Bei seinen letzten Sätzen waren Mikail und Puschpika eingetreten und nahmen gerade auf ihren gewohnten Kissen Platz, die man immer für sie frei ließ.

»Morgen allerseits!« Puschpika warf Loris einen säuerlichen Blick zu, bevor sie den Rest der Gruppe freundlich anlächelte. »Ihr bekommt wohl mal wieder eine Lehrstunde in Ahnenkunde?«

Haidar grinste. »Ist ganz interessant. Die Altvorderen haben wohl wirklich an alles geglaubt, was man ihnen erzählt hat, was?« Er schien sich bereits an den Gedanken gewöhnt zu haben.
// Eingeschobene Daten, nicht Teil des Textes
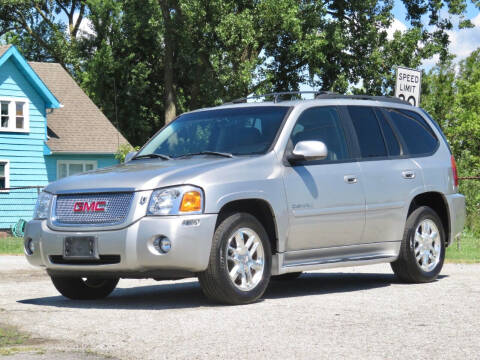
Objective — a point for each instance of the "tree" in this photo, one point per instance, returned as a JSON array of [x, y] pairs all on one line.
[[147, 61]]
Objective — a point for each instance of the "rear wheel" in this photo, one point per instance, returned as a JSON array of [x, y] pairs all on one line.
[[423, 247], [240, 261], [77, 288]]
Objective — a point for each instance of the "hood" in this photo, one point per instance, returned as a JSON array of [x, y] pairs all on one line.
[[145, 174]]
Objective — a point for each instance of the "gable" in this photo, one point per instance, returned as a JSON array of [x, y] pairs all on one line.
[[10, 54], [78, 126]]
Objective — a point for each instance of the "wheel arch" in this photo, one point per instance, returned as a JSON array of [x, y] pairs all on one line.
[[261, 209], [438, 203]]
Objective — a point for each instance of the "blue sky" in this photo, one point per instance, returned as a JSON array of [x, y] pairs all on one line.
[[462, 42]]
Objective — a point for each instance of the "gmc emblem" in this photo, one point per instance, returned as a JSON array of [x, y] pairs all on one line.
[[94, 206]]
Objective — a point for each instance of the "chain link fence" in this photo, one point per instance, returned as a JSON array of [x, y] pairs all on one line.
[[16, 209]]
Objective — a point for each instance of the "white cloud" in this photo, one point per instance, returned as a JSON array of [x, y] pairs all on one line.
[[462, 43], [396, 25], [86, 27]]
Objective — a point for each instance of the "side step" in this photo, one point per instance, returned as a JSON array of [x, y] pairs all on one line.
[[335, 263]]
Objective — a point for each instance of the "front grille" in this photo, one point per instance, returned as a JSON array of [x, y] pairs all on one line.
[[104, 260], [113, 209]]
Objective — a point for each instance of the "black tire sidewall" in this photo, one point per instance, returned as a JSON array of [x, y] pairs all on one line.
[[419, 215], [235, 222]]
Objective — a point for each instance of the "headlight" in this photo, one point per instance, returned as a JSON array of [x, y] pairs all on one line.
[[176, 200], [43, 206]]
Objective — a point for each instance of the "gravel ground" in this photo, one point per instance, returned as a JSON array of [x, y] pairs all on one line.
[[360, 312]]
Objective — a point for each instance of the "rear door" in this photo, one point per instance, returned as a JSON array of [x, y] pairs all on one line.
[[325, 198], [390, 176]]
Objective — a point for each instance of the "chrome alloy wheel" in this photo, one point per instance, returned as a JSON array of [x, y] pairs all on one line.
[[245, 259], [427, 246]]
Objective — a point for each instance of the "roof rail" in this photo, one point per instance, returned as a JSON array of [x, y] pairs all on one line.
[[319, 95], [362, 97], [276, 96]]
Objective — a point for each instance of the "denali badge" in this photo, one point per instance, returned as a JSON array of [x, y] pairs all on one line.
[[94, 206]]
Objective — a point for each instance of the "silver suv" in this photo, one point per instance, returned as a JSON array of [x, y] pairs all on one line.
[[247, 192]]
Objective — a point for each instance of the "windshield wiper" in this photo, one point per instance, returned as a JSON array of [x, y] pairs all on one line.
[[217, 153], [152, 156]]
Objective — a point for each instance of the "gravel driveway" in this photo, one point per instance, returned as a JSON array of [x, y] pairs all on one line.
[[360, 312]]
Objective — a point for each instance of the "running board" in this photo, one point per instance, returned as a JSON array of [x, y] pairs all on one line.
[[335, 263], [342, 256]]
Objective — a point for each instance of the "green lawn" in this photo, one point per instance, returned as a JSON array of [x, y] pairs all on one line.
[[467, 252], [11, 246]]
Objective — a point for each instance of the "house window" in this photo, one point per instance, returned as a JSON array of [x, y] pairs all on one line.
[[71, 167], [4, 174], [14, 115], [19, 114], [5, 113]]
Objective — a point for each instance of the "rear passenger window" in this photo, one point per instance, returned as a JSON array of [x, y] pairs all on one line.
[[322, 124], [417, 134], [393, 145], [368, 131]]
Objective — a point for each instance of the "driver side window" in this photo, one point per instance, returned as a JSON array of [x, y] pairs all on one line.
[[322, 124]]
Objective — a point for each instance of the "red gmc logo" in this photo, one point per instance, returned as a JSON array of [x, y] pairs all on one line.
[[94, 206]]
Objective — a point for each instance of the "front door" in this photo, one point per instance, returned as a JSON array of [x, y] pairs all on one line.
[[325, 198]]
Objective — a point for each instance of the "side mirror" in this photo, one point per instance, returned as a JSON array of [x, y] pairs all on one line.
[[308, 151], [130, 156]]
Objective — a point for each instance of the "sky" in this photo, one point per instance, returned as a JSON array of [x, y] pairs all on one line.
[[462, 42]]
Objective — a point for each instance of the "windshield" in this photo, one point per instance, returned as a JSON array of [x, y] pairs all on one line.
[[236, 131]]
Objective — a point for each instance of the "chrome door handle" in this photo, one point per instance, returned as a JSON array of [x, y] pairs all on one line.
[[408, 174], [350, 179]]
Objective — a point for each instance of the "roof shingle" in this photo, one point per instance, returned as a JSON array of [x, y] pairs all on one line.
[[79, 126]]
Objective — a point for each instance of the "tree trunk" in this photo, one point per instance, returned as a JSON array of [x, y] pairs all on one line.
[[169, 86]]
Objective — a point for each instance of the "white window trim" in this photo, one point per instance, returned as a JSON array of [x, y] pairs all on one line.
[[12, 112], [7, 175], [76, 162]]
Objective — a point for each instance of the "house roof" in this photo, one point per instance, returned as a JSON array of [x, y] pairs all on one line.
[[10, 52], [78, 126]]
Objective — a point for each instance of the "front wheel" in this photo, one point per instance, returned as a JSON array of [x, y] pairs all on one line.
[[240, 261], [423, 247], [77, 288]]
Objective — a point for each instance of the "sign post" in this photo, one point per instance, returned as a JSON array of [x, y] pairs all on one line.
[[408, 85]]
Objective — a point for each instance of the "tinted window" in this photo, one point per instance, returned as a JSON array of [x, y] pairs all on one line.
[[392, 142], [418, 136], [368, 131], [240, 131], [322, 124]]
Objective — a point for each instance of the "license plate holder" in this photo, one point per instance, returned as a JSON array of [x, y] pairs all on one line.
[[80, 247]]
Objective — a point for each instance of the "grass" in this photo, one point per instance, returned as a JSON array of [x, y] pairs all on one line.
[[13, 341], [467, 251], [9, 336], [11, 246]]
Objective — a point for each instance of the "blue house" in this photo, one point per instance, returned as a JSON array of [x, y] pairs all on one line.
[[49, 129]]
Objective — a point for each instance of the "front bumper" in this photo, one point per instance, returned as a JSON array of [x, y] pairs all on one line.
[[190, 250], [457, 211]]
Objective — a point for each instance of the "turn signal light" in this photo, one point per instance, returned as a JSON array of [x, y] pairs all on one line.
[[192, 201]]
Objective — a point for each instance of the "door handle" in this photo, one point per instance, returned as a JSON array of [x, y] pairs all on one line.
[[350, 179], [408, 174]]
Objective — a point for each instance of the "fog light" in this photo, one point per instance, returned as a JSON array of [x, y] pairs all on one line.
[[29, 246], [162, 244]]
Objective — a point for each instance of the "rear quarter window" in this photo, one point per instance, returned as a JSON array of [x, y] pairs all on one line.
[[417, 134]]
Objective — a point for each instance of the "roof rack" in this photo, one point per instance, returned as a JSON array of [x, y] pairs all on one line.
[[320, 95]]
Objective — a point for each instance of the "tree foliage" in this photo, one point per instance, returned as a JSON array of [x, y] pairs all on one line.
[[143, 62]]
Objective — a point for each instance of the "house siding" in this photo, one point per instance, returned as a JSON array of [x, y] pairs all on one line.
[[103, 160], [24, 151]]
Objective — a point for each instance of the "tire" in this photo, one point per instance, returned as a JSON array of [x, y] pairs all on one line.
[[426, 268], [77, 288], [287, 276], [228, 254]]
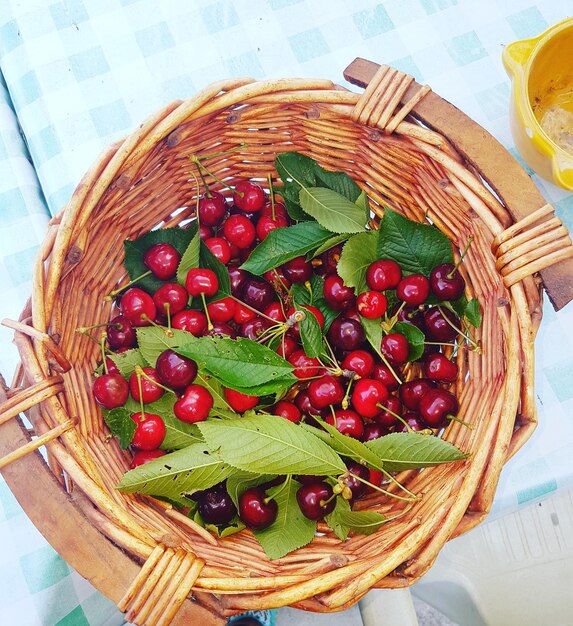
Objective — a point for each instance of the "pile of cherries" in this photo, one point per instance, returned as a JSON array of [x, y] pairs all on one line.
[[354, 389]]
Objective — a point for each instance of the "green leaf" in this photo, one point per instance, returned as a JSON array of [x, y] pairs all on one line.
[[182, 472], [291, 530], [403, 451], [332, 210], [268, 444], [416, 247], [121, 425], [344, 445], [361, 522], [414, 336], [238, 362], [358, 253], [134, 251], [284, 244], [153, 340], [126, 361], [191, 257]]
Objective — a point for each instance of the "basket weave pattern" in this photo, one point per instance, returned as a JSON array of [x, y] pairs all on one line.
[[145, 182]]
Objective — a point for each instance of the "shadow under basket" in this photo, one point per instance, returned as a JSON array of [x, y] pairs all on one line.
[[411, 151]]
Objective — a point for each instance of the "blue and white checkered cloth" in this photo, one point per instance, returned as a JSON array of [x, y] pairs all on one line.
[[77, 74]]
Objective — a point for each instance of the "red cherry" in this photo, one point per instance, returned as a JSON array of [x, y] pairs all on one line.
[[194, 322], [149, 432], [138, 307], [439, 368], [367, 395], [220, 249], [111, 390], [288, 410], [256, 510], [414, 289], [347, 422], [383, 274], [239, 230], [371, 304], [240, 402], [140, 457], [171, 294], [150, 391], [249, 196], [162, 259], [201, 281], [194, 405]]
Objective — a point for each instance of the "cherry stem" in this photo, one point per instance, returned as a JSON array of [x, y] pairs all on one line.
[[117, 291]]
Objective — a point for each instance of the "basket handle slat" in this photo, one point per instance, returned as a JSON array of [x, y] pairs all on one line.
[[494, 163]]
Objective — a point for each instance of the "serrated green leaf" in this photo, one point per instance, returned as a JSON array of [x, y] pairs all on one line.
[[154, 340], [414, 336], [283, 244], [404, 451], [238, 362], [182, 472], [291, 530], [121, 425], [332, 210], [271, 444], [126, 361], [358, 253], [344, 445], [134, 251], [415, 246]]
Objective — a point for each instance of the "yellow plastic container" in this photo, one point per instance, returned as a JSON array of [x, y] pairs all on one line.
[[542, 101]]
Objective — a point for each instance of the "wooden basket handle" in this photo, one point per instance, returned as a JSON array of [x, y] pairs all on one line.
[[501, 171]]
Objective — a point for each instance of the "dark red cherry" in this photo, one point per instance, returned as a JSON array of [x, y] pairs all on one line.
[[383, 274], [111, 390], [439, 368], [194, 322], [249, 196], [414, 289], [347, 422], [446, 282], [162, 259], [149, 432], [175, 371], [316, 500], [256, 510], [172, 297], [120, 333], [212, 209]]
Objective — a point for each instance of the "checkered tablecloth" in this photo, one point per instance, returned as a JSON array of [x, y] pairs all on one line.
[[78, 74]]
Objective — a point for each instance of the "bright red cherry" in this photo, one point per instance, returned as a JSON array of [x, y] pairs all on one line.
[[325, 391], [201, 281], [175, 371], [439, 368], [194, 405], [347, 422], [111, 390], [240, 402], [149, 432], [414, 289], [150, 389], [138, 307], [162, 259], [371, 304], [256, 510], [383, 274], [249, 196], [316, 500], [367, 396], [194, 322]]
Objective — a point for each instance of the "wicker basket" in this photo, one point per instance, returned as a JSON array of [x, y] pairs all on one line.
[[147, 556]]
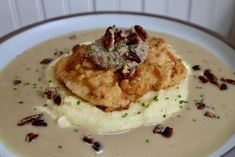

»Wir doch auch«, kommentierte Lien leise.

»Mach dir nichts draus«, versuchte Loris sie zu trösten. »Man hat es euch ja auch mit aller Gewalt in die Köpfe geprügelt, kaum dass ihr laufen konntet. Die Ahnen haben sich da viel mehr blamiert. Da haben sich erwachsene Menschen den größten Unsinn vormachen lassen und begeistert dran geglaubt.«

Fragende Blicke ließen ihn lachen. »Ernsthaft! Da gab es welche, die haben jeden Tag drauf gewartet, dass irgendwelche Wesen aus anderen Welten bei ihnen landen und sie mitnehmen. Und ich meine keine Menschen, damals konnte man noch keine fremden Planeten wie den unseren erreichen. Man glaubte an Wesen, die überhaupt nicht aussahen wie wir und viel intelligenter waren. Wieder andere haben aus dem Essen eine Religion gemacht.«

»Das wär was für mich«, warf Jekarina lachend ein und biss von einem großen Stück kaltem Braten ab.

»Eher weniger«, erwiderte Loris schmunzelnd. »Die haben nämlich kein Fleisch gegessen, keine Eier, nicht mal Milch haben sie getrunken. Nichts, was von einem Tier stammt. Sogar Honig war verboten.«

Nun machte Jekarina große Augen. »Ehrlich? Na gut, nix für mich. Ahnen! Wie kommt man denn auf sowas?«

»Frag mich was Leichteres. Auf jeden Fall nicht, weil denen das von irgendeinem Gott verboten worden wäre. Die haben sich das ganz alleine ausgedacht. Der Autor des Buches nennt es eine Wohlstandserscheinung. Was immer das bedeuten mag. Und es gab noch mehr solche eigenartigen Bewegungen. Manche nannten sich die Erwachten, aber die versteh ich selbst nicht ganz.«

»Was ist das nun wieder für ’ne Truppe?«, fragte Mikail.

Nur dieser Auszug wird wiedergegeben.